Além disso, muitos países no sul global dependem do norte global para serviços de nuvem. Detentoras dos grandes servidores e até de satélites, a influência das grandes empresas de tecnologia se infiltrou nas operações governamentais do sul global, algumas das quais dependem de infraestruturas digitais externas, como por exemplo para o armazenamento de dados em nuvem. As principais empresas de computação em nuvem ainda estão sediadas no norte global, com a maioria nos EUA e na Europa. Isso significa que até mesmo empresas locais no sul global que usam aplicativos de saúde para fins locais dependerão de instalações remotas de armazenamento e backup.

Filantropia, mercantilização e distorção das agendas de saúde pública

A saúde digital vem crescendo exponencialmente não só pelo potencial benéfico à saúde, mas também por causa do seu potencial econômico e de lucros. A rápida evolução das tecnologias da saúde digital, os grandes instrumentos de financiamento e a lógica capitalista orientada pelo mercado estão remodelando as agendas de saúde pública. O mercado financeiro investe pesadamente em startups com o único propósito de obter os maiores retornos possíveis, que passam a ser priorizados em relação aos ganhos de saúde, distorcendo os objetivos e resultados da saúde pública advindos das novas tecnologias. O foco crescente no capital digital, que possui enorme custo ao sul global, consolida as desigualdades, estigmatizações e discriminações existentes e reforça as relações coloniais de dependência e dominância.

O mesmo fenômeno se vê na filantropia, já que alguns dos programas filantrópicos de saúde digital do sul global são financiados por doadores de organizações não governamentais internacionais localizadas no norte global. Essas organizações influenciam os resultados de saúde e também participam ou são cúmplices na manutenção da migração transfronteiriça de dados.

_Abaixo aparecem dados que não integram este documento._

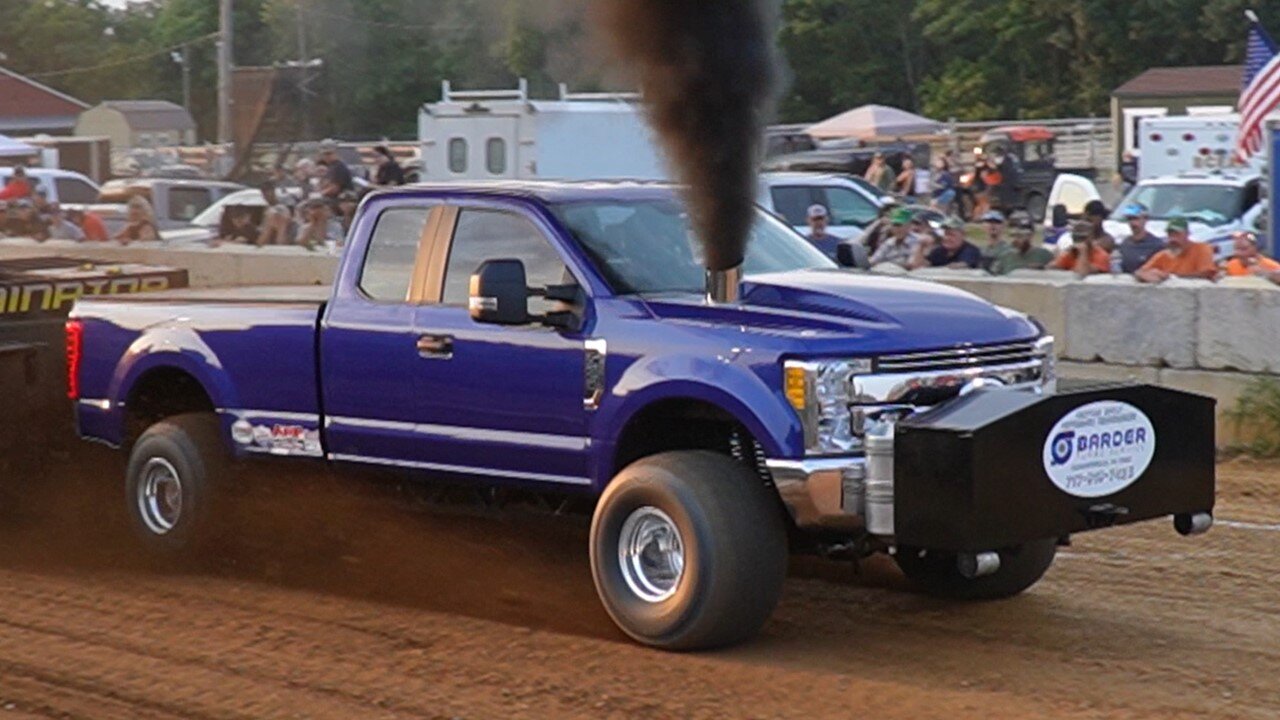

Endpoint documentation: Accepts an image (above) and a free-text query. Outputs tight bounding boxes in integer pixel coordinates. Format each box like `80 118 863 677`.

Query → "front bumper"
767 383 1215 552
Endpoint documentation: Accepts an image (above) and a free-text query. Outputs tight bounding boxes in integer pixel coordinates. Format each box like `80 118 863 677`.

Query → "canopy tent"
0 135 40 158
805 105 943 140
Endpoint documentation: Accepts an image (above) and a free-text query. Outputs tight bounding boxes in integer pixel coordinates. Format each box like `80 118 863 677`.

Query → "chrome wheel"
618 506 685 602
137 457 182 536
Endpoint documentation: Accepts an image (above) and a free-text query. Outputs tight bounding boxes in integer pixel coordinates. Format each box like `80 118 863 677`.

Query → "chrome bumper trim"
764 457 867 530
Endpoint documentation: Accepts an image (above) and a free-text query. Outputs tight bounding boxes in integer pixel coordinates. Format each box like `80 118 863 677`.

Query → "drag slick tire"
125 413 227 559
893 538 1057 600
591 451 787 650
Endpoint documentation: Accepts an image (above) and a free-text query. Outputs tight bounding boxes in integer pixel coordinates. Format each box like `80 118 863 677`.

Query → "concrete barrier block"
1065 275 1201 368
1057 360 1160 384
1196 278 1280 373
1160 369 1257 447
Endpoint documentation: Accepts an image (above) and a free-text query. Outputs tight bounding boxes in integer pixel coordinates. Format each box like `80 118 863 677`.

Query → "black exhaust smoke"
599 0 774 274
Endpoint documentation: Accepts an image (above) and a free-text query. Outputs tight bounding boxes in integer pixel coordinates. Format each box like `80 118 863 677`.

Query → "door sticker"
1043 400 1156 497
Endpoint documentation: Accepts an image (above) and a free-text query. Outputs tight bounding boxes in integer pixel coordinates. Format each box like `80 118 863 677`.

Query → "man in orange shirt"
1134 215 1217 283
1222 232 1280 278
1051 220 1111 277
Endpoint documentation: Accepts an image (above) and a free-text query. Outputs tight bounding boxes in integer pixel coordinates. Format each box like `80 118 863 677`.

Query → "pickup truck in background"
68 182 1215 650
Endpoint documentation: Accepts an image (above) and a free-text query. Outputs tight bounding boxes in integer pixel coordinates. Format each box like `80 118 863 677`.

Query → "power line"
27 32 218 79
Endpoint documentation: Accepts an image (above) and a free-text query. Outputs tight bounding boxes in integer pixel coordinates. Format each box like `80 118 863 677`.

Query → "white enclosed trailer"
419 81 668 181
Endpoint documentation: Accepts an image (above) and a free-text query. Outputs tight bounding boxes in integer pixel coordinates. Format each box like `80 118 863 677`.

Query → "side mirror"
467 260 532 325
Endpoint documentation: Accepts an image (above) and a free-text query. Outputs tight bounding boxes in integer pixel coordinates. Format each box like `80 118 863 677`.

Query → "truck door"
412 202 589 486
442 115 522 179
318 204 443 464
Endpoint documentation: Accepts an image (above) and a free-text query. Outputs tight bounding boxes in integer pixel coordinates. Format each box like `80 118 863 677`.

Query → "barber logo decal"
1043 400 1156 497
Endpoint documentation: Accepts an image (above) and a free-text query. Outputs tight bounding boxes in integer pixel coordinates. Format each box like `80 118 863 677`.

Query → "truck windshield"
552 200 836 295
1111 183 1245 227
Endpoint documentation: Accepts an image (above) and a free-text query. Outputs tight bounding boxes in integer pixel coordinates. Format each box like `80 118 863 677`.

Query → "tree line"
0 0 1280 137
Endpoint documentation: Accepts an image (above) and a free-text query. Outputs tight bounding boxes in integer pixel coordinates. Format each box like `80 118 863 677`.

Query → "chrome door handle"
417 334 453 360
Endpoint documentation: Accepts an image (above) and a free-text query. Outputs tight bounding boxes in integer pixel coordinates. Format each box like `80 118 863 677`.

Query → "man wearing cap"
1116 202 1165 274
982 210 1010 268
870 208 920 268
1134 215 1217 283
1053 220 1111 277
320 140 356 200
805 205 840 260
1222 231 1280 278
1084 200 1116 252
989 213 1053 275
911 218 982 270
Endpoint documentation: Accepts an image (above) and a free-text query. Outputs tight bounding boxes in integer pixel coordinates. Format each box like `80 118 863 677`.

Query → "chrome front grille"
876 340 1044 373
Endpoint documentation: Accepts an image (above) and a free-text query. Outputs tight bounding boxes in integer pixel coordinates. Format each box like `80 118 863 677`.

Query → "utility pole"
218 0 234 145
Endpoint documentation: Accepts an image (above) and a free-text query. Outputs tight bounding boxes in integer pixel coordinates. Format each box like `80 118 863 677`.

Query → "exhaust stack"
707 265 742 305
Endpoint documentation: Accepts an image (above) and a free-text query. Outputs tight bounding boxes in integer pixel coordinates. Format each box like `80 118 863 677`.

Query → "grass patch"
1226 378 1280 457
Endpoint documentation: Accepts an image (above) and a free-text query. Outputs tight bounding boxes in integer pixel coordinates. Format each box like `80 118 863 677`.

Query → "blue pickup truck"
67 182 1215 650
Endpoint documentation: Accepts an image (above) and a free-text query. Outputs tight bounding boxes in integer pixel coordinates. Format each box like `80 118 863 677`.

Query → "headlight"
783 359 872 455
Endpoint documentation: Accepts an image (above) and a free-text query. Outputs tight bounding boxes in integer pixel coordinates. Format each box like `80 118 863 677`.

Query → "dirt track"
0 460 1280 720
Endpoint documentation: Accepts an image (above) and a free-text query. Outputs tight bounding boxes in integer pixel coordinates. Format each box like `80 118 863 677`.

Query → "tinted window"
773 187 813 225
444 210 568 306
54 178 97 204
484 137 507 176
818 187 879 227
169 187 212 222
449 137 467 173
360 208 431 302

Discussões sobre governança de dados permanecem fragmentadas e compartimentadas, permitindo que grandes corporações façam uso de dados de saúde por meio de infraestruturas e mecanismos de dados secundários, ignorando, portanto, leis e regulamentações existentes.

Por uma agenda decolonial para a saúde digital brasileira

Como se vê, os desafios da colonialidade na saúde digital são enormes para o Brasil.

Sekalala e Chatikobo propõem uma agenda decolonial para a saúde digital, por meio da qual acadêmicos e formuladores de políticas busquem recentralizar povos anteriormente colonizados do sul global em planos de saúde digital.

Segundo as autoras, a digitalização da saúde visa nivelar e fornecer soluções uniformes em todo o mundo, mas isso isso certamente está fadado ao fracasso, pois o desenvolvimento e o design de novas tecnologias precisarão se concentrar nas necessidades das comunidades locais. É preciso compreender o que estamos tentando resolver usando tecnologias de saúde digital. Existem perigos reais no desenvolvimento de produtos que buscam resolver problemas que não existem.

Por fim, e mais importante, é fundamental uma agenda global e nos Estados do sul global que vise a regulação adequada da saúde digital. A saúde das pessoas depende de estruturas regulatórias robustas que centralizem coletivamente os resultados de saúde, ao invés de fornecer produtos que são relevantes para um pequeno grupo de elites.

Como se pode perceber, o Brasil e a realidade da saúde digital no país inserem-se em um contexto colonial global que não pode ser desprezado na busca de soluções de saúde digital para os problemas de saúde brasileiros. O Brasil, com suas universidades e instituições de pesquisa, juntamente com o Sistema Único de Saúde (SUS), representam um espaço de inovação e pesquisa único, e os dados armazenados pelo SUS são de uma riqueza intangível.

Investir na busca de soluções tecnológicas nacionais e criar um ambiente regulatório seguro de governança de dados e de inovação em saúde digital são passos fundamentais para que possamos nos descolonizar no campo da saúde digital.

[1] Sekalala S, Chatikobo T. Colonialism in the new digital health agenda. BMJ Global Health 2024;9:e014131.